Before going to Togo, I spent seven months in Albertville, France, learning basic level French. Once in Togo, I spent the better part of the first two years learning the local language. All this preparation was done in order to help people know Jesus. I have no regrets about the preparation or what was accomplished during my time there; I firmly believe Jesus needs to be the foundation of people’s lives.
However, in those three years of training, I was never prepared to help people in any real way physically. In fact, I was more or less discouraged from being involved in development initially, in order to “plant” churches genuine in their desire to follow God. To begin development work would only encourage people to “come to God” from insincere motives, it was believed. It was not until 2006 that development work was considered as a part of the overall mission, but by that time it was too late.
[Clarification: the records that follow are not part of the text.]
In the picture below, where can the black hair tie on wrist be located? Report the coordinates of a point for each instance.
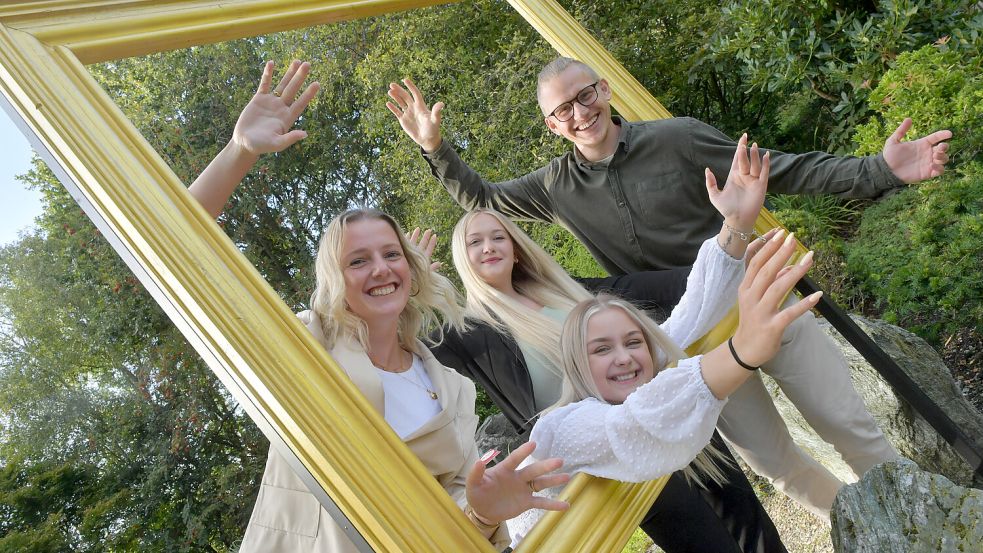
(730, 344)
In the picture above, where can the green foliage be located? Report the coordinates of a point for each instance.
(566, 249)
(939, 89)
(814, 218)
(639, 542)
(919, 254)
(821, 58)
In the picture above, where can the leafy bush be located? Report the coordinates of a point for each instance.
(938, 89)
(919, 253)
(821, 58)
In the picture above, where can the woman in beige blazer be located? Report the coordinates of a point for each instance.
(375, 294)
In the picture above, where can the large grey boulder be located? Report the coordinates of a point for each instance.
(496, 432)
(911, 435)
(896, 507)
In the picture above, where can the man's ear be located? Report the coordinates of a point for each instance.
(604, 88)
(551, 125)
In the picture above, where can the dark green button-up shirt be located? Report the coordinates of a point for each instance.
(647, 208)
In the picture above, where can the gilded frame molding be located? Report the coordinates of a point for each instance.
(286, 382)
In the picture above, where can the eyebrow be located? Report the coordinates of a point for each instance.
(362, 251)
(473, 234)
(609, 339)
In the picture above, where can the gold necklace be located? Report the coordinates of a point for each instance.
(418, 382)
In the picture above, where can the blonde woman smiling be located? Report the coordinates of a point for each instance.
(375, 294)
(519, 295)
(624, 413)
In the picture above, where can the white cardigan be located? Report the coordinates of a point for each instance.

Too late, because six years had passed, the church planting work was winding down, and it was time to leave that work in the hands of the local people. During the final three years, we began a fledgling water project and a few small agricultural endeavors.
My regrets about my time in Togo came later, at the outset of my work in Rwanda in 2012. I was serving as community development coordinator for a faith-based, Rwandan non-profit that works toward total transformation of the lives of Rwandans by empowering them to heal the hurts of spiritual and physical brokenness through a deep knowledge of Jesus, and working to solve individual, family and community issues. Our initial development work back then was a conservation agriculture project.
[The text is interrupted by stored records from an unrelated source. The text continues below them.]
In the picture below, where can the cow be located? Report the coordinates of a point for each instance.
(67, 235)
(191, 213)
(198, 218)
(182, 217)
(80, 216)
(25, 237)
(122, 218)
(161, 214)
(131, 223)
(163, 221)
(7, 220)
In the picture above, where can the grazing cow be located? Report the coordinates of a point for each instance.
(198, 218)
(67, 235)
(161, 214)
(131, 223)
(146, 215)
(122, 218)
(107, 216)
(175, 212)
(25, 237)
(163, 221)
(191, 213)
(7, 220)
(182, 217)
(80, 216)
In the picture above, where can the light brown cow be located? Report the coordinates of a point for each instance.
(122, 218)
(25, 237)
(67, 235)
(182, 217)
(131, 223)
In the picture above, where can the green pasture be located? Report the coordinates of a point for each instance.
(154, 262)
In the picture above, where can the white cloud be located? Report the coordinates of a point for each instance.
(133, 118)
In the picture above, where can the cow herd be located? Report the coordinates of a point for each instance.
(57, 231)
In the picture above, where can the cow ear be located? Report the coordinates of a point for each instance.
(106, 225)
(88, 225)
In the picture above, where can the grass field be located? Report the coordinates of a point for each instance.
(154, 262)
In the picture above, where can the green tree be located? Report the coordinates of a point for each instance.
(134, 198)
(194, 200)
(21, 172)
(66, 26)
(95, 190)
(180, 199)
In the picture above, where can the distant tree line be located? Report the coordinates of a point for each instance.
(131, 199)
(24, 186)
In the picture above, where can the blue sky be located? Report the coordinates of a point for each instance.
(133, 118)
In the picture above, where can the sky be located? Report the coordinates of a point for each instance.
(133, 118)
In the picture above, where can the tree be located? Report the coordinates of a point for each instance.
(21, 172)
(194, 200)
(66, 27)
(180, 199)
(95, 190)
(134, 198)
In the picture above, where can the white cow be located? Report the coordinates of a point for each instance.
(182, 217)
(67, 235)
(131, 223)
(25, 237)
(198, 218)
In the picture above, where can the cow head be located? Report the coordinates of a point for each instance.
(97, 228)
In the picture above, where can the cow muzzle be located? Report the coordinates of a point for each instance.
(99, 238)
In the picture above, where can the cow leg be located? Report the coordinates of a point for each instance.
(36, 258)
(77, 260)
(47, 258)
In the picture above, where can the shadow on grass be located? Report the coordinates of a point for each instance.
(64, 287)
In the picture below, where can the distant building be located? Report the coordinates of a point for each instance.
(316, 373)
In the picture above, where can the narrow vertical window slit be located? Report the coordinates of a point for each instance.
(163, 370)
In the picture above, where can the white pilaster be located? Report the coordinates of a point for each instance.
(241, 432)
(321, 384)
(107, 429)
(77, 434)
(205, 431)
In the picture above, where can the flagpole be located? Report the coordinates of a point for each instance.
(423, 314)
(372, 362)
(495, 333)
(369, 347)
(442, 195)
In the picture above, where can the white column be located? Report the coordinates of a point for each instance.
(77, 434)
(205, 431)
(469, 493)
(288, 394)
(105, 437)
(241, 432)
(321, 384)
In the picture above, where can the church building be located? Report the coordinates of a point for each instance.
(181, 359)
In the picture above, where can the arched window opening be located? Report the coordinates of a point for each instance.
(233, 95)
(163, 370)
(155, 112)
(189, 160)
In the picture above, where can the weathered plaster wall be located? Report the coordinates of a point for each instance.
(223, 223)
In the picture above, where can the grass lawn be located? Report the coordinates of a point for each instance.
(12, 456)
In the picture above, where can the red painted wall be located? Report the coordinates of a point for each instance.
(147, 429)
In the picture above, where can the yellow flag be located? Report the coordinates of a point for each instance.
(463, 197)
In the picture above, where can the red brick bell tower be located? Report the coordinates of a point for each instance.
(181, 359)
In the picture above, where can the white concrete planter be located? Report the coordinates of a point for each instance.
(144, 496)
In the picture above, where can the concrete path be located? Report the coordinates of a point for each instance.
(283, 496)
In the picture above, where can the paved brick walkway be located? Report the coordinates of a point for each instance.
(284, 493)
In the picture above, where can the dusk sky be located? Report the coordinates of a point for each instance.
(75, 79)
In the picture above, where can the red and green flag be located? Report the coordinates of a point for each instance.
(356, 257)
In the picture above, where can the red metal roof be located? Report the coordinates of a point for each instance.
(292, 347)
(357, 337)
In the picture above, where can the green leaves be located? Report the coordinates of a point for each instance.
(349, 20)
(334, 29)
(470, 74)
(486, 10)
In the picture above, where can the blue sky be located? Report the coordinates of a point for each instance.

As we launched that project, I began to reflect on my time in Togo and the great physical needs of the people there, and for the first time yearned to return and initiate a similar project. At the same time, I could clearly remember how difficult it was to engage the people in the small projects we began in our last years and pondered the reality of such a yearning.
Now, sitting at my desk at Just Hope, life has come full circle. I find myself working for an organization that also yearns to empower people to elevate themselves above levels of poverty and solve problems that are bringing great challenges to their families and communities. After spending 12 days on the ground in Togo, I now look back and see the level of God’s involvement in taking me from Togo to Rwanda to Just Hope and back to Togo. God bends our life story in order for his purposes to be fulfilled.
My concerns about engaging the lives of people in Togo were unfounded. During our short time in country we, along with our boots on the ground partner missionaries Jesse and Andrew, were able to initiate two training and demonstration plots through active, even eager participation by 17 men and women. These participants were able to easily identify problems with their typical and traditional agricultural practices and were excited to learn old but forgotten practices that offer solutions. Practices such as slashing and burning, no crop rotations, plowing and improper use of chemical fertilizers have destroyed farmland and left families and entire communities and regions of Togo with insufficient food and a very bleak future. Working within the structure of their agricultural practices and not introducing foreign methods promises to empower local farmers using resources at their disposal to feed their own families well, and over time develop a stronger economic base from which further development can be launched.
My faith in the Togolese people, specifically the Lamba people, was renewed as we sat and learned together under a large mango tree near a participant’s house, and as we worked and “baked” together in the field under the hot West African sun. Or perhaps I was simply convicted of the lack of faith I originally placed in them. Either way, I enjoyed working with them as they laughed and clapped with joy while planting, mulching and watering.
It is hard being a farmer when the ground is poor, hard like concrete and no longer gives a sufficient harvest. To see joy expressed as they realized the promise of renewal of their land and the potential for abundant harvests to return was almost as much a gift for me as it was for them. I hope and pray for success with these plots, and for that success to flow from a demonstration and training into their own fields, their own lives and into the lives of their communities.